Final Project

Introduction

The goal of the final project is for you to use statistical methods from this course to analyze a data set of your own choosing. The data set may already exist or you may collect your own data by scraping the web or combining multiple data sets.

There are two options for the analysis:

1️⃣ Use multilevel modeling to analyze data with a multilevel structure.

2️⃣ Use one or more generalized linear models we haven’t covered in class to analyze data with independent observations.¹

You may not use data that has been used for lectures, in-class activities, or assignments.

You may discuss your project with members of the teaching team if you are unsure whether your data and modeling approach are appropriate for the project. All analyses must be done in RStudio, and all components of the project must be reproducible.

Logistics

This is an individual project.
There are two primary deliverables for the final project:
- A written, reproducible report detailing your analysis
- A GitHub repository corresponding to your report

Due dates

All work for the project will be submitted on GitHub.

Round 1 submission (optional): Friday, April 15 at 11:59pm
Final submission: Wednesday, April 27 at 11:59pm

Round 1 submission (optional)

The Round 1 submission is an opportunity to receive feedback on your analysis and written report. The feedback will only be on the content that is submitted, so more “complete” drafts will receive more detailed feedback. At this stage, you will also be notified of the grade you would receive at that point. You will have the option to keep the grade (and thus you don’t need to turn in an updated report) or resubmit the written report by the final submission deadline for grading.

To submit the draft:

Push the updated written-report.Rmd and written-report.pdf to your GitHub repo.
Open an issue with the title “Round 1 Submission”. You can use the template issue in the GitHub repo. Make sure I am tagged in the issue (@matackett), so I receive notification of your Round 1 submission.

You must complete both steps to submit the draft.

The draft must be submitted by Friday, April 15 at 11:59pm to receive preliminary feedback. Reports submitted after that date will not receive preliminary feedback.

Note that this is optional, so there is no penalty for turning in nothing for the Round 1 submission.

Final submission

The final submission is due by Wednesday, April 27 at 11:59pm. You will submit the final written report by pushing the R Markdown and knitted PDF documents to your GitHub repo.

Given the short grading timelines, there will be minimal feedback on the final submissions. You can submit a draft in the Round 1 submission if you wish to receive more detailed feedback.

In addition to the written report, the GitHub repo should include

A short summary (3 - 5 sentences) of the report in the README.
The data set and codebook in the data folder.

Written report

Your written report must be completed in the written-report.Rmd file and must be reproducible.

Before you finalize your write up, make sure the printing of code chunks, warnings, and messages are off with the options echo = FALSE, warning = FALSE, messages = FALSE.

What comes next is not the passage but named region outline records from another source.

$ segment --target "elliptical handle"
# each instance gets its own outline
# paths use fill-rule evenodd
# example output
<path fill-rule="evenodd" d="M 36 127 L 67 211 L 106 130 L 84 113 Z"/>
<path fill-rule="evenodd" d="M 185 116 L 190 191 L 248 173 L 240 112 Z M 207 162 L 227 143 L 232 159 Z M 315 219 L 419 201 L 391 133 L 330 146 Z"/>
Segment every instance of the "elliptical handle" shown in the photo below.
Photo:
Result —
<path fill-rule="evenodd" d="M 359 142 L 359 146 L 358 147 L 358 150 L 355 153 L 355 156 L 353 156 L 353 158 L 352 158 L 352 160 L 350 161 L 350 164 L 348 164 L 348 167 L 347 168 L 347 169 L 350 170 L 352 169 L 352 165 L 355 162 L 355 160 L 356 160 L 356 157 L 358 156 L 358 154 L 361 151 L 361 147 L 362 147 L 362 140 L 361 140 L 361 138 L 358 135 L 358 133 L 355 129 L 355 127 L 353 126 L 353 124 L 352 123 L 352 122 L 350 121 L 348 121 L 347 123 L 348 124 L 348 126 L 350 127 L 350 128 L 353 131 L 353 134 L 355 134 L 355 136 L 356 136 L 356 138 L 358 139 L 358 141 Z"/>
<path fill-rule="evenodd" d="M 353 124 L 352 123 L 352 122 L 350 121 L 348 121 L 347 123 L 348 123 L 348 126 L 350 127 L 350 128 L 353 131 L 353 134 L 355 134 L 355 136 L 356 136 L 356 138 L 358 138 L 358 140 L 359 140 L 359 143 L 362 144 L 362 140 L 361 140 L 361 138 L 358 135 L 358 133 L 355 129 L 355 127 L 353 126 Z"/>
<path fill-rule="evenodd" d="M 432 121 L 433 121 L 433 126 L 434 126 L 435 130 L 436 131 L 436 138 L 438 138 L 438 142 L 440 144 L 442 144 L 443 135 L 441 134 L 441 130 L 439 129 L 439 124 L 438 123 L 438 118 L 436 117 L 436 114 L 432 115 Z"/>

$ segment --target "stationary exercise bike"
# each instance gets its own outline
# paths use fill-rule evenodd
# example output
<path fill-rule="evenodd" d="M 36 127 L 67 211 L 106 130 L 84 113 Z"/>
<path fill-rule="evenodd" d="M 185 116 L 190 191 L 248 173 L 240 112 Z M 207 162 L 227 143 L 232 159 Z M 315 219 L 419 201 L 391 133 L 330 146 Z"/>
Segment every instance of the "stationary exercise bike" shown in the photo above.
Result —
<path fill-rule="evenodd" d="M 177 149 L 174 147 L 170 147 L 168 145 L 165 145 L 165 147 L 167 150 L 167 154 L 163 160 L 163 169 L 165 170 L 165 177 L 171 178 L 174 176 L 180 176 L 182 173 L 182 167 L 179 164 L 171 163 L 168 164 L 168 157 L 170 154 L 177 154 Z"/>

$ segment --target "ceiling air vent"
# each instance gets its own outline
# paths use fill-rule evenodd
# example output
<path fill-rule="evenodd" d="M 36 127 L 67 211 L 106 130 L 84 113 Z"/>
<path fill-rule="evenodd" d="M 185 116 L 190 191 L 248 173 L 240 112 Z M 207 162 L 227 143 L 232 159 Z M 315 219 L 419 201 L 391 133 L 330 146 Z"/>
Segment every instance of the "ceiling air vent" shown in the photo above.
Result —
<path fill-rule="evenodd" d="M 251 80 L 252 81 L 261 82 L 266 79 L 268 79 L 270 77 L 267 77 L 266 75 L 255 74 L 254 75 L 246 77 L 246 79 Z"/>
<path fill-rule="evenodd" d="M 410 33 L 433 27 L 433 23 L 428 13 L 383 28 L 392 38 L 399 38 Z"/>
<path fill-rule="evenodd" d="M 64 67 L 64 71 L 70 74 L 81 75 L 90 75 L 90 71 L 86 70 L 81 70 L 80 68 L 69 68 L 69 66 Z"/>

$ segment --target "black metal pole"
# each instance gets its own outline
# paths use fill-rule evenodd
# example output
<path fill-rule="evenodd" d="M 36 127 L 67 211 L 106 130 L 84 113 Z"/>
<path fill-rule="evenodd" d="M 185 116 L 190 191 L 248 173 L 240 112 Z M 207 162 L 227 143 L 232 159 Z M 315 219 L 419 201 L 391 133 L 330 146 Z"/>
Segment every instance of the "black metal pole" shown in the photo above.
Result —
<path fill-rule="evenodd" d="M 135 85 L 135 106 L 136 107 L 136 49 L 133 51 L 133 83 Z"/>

The report, including visualizations and output will be no more than 10 pages long. There is no minimum page requirement; however, you should comprehensively address all of the aspects mentioned below.

Please be selective in what you include in your final write-up. The goal is to write a cohesive narrative rather than explain every step of the analysis. If you have additional work you wish to include that doesn’t fit in the 10-page limit, you may include it in a neatly organized appendix. Note that the appendix is only for supplemental material; the main body of the report must should be comprehensive and include all relevant details.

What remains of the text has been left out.